Windows 8's core premise is that the desktop OS UI is in decline. That the keyboard and mouse are outmoded and the touchscreen is the ideal. This is not what I believe, this is what Microsoft  believes, as evidenced by Windows 8. Why do I say that? Because they have taken 18 years of perfecting the Windows 95 workflow, selling it to billions of people, then thrown it all out. Windows 8 is Frankenstein. New UI motifs gobbed onto existing ones as an act of corporate desperation, with no way to turn it off.
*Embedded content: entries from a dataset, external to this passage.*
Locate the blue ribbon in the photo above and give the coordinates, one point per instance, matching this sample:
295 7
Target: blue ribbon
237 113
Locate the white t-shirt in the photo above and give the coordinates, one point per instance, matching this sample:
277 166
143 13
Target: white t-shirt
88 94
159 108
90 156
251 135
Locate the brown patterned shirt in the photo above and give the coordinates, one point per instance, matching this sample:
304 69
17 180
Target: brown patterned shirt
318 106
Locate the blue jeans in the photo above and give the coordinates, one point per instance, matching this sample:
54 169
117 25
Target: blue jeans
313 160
The fundamental view is a full screen Metro view yet all existing apps are desktop apps. This makes usage pattern on Windows 8 is so bizarre and jarring for desktop users it's intolerable. Hit the Windows key and suddenly everything gets replaced by a monstrous full screen Metro panel. And then the funniest part is that visual discoverability is worse  in Metro than it is in Windows 7. Need to find a way to add a printer? You need to know to swipe over to the right hand side of the screen, get the charms bar, hit Search and then type for "printer" AND THEN click "Control Panels" to search. There is no way to click around the screen until you find it like in W95->Win7.
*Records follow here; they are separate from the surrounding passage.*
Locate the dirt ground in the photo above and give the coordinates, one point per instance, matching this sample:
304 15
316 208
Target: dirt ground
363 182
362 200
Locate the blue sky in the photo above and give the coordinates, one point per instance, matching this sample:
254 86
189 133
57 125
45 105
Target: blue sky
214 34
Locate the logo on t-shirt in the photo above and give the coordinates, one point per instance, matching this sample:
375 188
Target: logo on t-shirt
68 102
But here's the kicker: no-way, no-how can Metro supplant Windows desktop apps as they exist today. You can only see two Metro apps at a time. Even if you have a 30" monitor, as I do, you get only two. No longer do you have the cool snapping of Windows 7 -- a massive boon to usability that Win7 introduced -- but now you can only have predetermined division sizes you can use. It's as if no one at Microsoft envisioned what it might be like to develop actual productivity applications for Metro before converting the whole operating system to it. Need to see five spreadsheets at a time to cut and paste between them? Tough shit.

The most telling part? The truly shocking thing? The "Metroized" Office that ships with Surface is a desktop app . It pops you out of the full screen Metro experience to operate. It has widgets that are flattened out like Metro, but even Microsoft realizes that nobody can use this full screen WinRT experience for anything serious.

So there you have it. There's my 2c on why Windows 8 is an unmitigated disaster. WinRT is not in itself a bad idea. Metro is not a bad idea. The problem is that Microsoft tried to approach the problem of convergence by smashing the two onto desktop Windows instead of finding a reasonable middle-ground. Not even Apple has been brazen enough to think this is a good idea.

Microsoft should undo the damage and revert away all of this Metro crap. Maybe people will pay for this upgrade. Then for their future strategy, simply fork Android and build Office, plus their C#, C++, .NET tooling for it. Give up on the OS market--they're screwed either way--and start working towards a stronger services market.

FWIW, I didn't bother downgrading to Win 7 as mentioned in my tweet. I instead loaded on Mint 14. It works better on this PC (note: there is no ethernet driver support for Win 8 on a 1 year old XPS 8300!!). It has a windowing UI that works well and I can just boot into Windows 8 when I want to play games.